The same potency defines its limits. Bleeding and thrombocytopenia are the dominant risks, renal function drives dosing, and the benefit in routine modern use has narrowed as oral antiplatelet therapy improved. Eptifibatide is an intravenous, in-hospital, monitored drug used in cardiac care. It is not a wellness peptide, not a self-administered product and not something to interpret outside its prescribing information and a clinician's judgment.
References
StatPearls, NCBI Bookshelf. Eptifibatide.
The PURSUIT Trial Investigators. Inhibition of platelet glycoprotein IIb/IIIa with eptifibatide in patients with acute coronary syndromes (NEJM, 1998).
Harrington RA, et al. Design and methodology of the PURSUIT trial (PMID 9291244).
IMPACT-II Investigators. Randomised placebo-controlled trial of eptifibatide on complications of PCI: IMPACT-II (Lancet, 1997).

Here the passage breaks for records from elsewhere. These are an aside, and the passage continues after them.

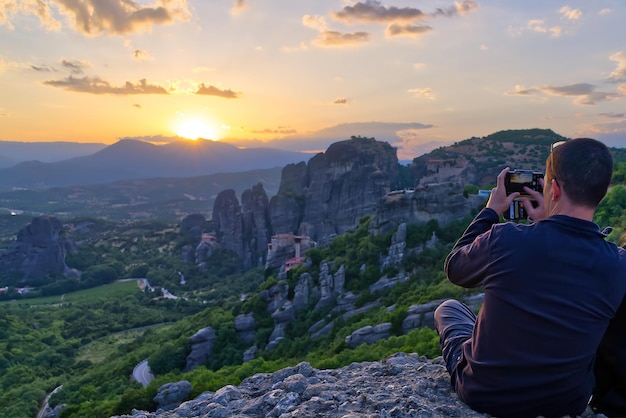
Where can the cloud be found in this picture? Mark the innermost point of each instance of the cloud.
(281, 130)
(423, 92)
(238, 7)
(315, 22)
(400, 21)
(75, 67)
(583, 93)
(95, 85)
(214, 91)
(521, 91)
(402, 135)
(619, 74)
(39, 8)
(42, 68)
(374, 11)
(570, 14)
(460, 8)
(140, 55)
(92, 17)
(333, 38)
(538, 25)
(396, 29)
(613, 115)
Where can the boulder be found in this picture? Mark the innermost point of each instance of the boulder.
(172, 394)
(244, 326)
(39, 251)
(201, 348)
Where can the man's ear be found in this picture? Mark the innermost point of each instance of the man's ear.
(555, 190)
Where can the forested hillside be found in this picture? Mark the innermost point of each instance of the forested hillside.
(89, 340)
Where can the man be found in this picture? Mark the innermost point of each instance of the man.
(550, 289)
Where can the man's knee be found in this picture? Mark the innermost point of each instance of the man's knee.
(449, 310)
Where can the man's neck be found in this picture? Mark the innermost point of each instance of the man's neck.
(575, 211)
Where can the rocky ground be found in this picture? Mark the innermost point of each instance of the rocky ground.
(402, 385)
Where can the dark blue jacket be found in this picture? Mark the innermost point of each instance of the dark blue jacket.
(551, 289)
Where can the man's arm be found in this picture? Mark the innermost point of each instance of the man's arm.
(466, 263)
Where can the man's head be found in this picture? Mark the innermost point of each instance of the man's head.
(582, 168)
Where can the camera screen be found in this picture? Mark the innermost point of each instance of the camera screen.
(522, 177)
(516, 180)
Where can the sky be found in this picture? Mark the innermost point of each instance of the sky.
(300, 75)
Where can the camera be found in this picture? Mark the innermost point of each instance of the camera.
(515, 181)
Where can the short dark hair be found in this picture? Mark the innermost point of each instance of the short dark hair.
(583, 168)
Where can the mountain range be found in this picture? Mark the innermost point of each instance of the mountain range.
(133, 159)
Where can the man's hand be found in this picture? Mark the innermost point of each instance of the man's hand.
(536, 213)
(498, 200)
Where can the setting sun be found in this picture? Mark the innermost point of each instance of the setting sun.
(196, 128)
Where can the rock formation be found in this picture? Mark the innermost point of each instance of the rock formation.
(228, 220)
(201, 348)
(38, 252)
(170, 395)
(246, 229)
(402, 385)
(257, 226)
(341, 185)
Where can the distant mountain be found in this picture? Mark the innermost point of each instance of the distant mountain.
(131, 159)
(13, 152)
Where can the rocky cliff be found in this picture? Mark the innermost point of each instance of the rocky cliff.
(38, 251)
(320, 199)
(335, 189)
(402, 385)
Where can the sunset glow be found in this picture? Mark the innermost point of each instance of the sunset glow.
(196, 128)
(302, 75)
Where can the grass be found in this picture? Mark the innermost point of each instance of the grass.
(99, 350)
(107, 291)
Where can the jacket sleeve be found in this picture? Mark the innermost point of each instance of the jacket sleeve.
(467, 262)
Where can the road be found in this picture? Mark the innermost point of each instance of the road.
(142, 373)
(44, 407)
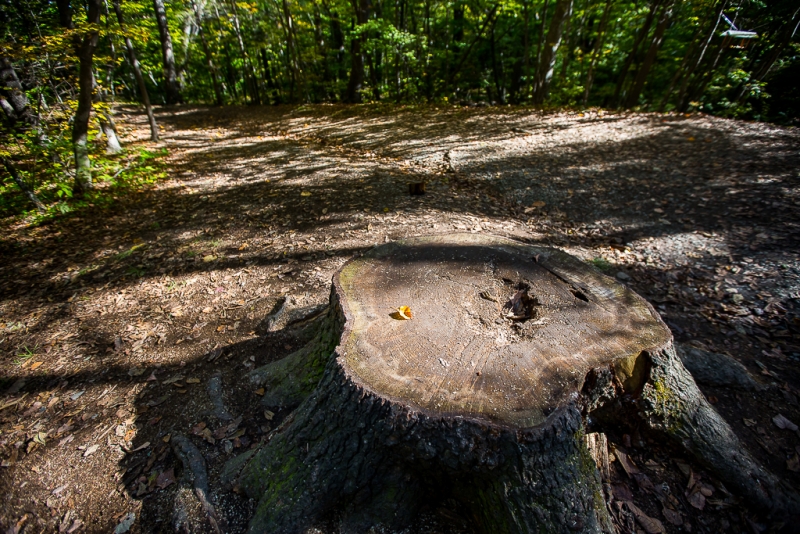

ESPRIT Investigators. Novel dosing regimen of eptifibatide in planned coronary stent implantation (ESPRIT) (Lancet, 2000).
Giugliano RP, et al. Early versus delayed, provisional eptifibatide in acute coronary syndromes: EARLY-ACS (NEJM, 2009).
Phillips DR, Scarborough RM. Eptifibatide: a potent inhibitor of the platelet receptor integrin glycoprotein IIb/IIIa (PMID 11139832).
Tcheng JE, et al. Clinical pharmacology of eptifibatide (PMID 9291241).